Entre 2004 y 2008 trabajó en la entonces Congregación para la Doctrina de la Fe, una experiencia que le permitió conocer de primera mano el funcionamiento de la Curia romana.
Un perfil con experiencia en estructuras eclesiales específicas
En 2016 fue nombrado obispo auxiliar de Sídney y en 2019 pasó a ser obispo de Broken Bay. Desde 2023 preside la Federación de Conferencias Episcopales de Oceanía.
Durante este periodo también ha ejercido como administrador apostólico del Ordinariato Personal de Nuestra Señora de la Cruz del Sur, erigido para acoger a fieles procedentes del anglicanismo, lo que le ha permitido adquirir experiencia en estructuras eclesiales particulares dentro de la disciplina de la Iglesia.
Un dicasterio clave en el gobierno jurídico de la Iglesia
El Dicasterio para los Textos Legislativos desempeña una función central en la vida de la Iglesia: interpreta las leyes canónicas, revisa la coherencia normativa y asesora en la elaboración de nuevas disposiciones.
En este sentido, no se trata de un organismo meramente técnico, sino de un actor decisivo en la configuración del orden jurídico eclesial, con implicaciones directas en ámbitos como los procesos judiciales, la disciplina eclesiástica o la organización interna de la Iglesia.
Un nombramiento en medio de tensiones jurídicas
La llegada de Randazzo se produce en un momento especialmente delicado para el sistema judicial vaticano. La reciente nulidad del juicio contra el cardenal Angelo Becciu por graves defectos procesales —que obligará a reiniciar el proceso— ha evidenciado debilidades en la aplicación del derecho.
Al mismo tiempo, otros casos, como el del exjesuita Marko Rupnik, siguen generando inquietud por la lentitud de los procedimientos y la falta de información a las víctimas, lo que alimenta la percepción de opacidad y falta de transparencia.
En este contexto, el Dicasterio para los Textos Legislativos está llamado a desempeñar un papel clave para reforzar la claridad normativa, garantizar la seguridad jurídica y contribuir a recuperar la credibilidad de los procesos en la Iglesia.
Derecho, reformas y gobierno
El nombramiento de Randazzo se enmarca también en un debate más amplio sobre el papel del derecho en el gobierno de la Iglesia.
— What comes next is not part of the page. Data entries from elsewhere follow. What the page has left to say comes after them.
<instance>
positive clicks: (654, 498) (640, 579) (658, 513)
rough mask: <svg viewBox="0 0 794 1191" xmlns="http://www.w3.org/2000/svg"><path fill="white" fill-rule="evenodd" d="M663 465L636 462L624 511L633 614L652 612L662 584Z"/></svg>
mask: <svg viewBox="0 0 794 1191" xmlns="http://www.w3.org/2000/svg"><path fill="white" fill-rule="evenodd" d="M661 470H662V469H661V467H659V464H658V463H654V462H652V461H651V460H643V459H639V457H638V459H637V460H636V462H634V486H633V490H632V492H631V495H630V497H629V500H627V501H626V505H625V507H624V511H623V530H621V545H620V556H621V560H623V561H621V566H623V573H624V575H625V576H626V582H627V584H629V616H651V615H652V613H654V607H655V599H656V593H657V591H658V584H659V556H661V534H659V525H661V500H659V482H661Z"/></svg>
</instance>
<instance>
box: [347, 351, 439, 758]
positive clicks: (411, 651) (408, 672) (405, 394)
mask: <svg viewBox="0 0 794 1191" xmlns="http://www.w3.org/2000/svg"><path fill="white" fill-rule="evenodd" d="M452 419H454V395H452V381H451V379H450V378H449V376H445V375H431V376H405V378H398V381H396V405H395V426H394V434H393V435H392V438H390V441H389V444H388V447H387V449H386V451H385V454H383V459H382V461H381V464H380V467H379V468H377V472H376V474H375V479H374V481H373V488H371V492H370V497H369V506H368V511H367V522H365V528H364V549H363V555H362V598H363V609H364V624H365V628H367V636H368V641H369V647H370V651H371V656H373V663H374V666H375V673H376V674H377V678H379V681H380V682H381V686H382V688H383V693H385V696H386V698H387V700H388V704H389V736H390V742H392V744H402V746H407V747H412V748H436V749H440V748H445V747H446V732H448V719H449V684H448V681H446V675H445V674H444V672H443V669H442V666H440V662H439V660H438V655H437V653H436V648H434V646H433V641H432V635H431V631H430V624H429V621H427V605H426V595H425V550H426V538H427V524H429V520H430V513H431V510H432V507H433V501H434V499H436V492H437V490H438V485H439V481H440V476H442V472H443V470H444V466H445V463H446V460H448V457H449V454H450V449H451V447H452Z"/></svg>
Tras la reforma de la Curia impulsada por Praedicate Evangelium, diversas voces han señalado la necesidad de que los organismos competentes en materia jurídica tengan un peso real en la toma de decisiones.
La elección de un perfil técnico, con sólida formación canonística y experiencia en tribunales, apunta en esa dirección, en un momento en el que la Santa Sede afronta reformas sensibles, entre ellas el desarrollo de una normativa más precisa en materia de abusos espirituales y de poder.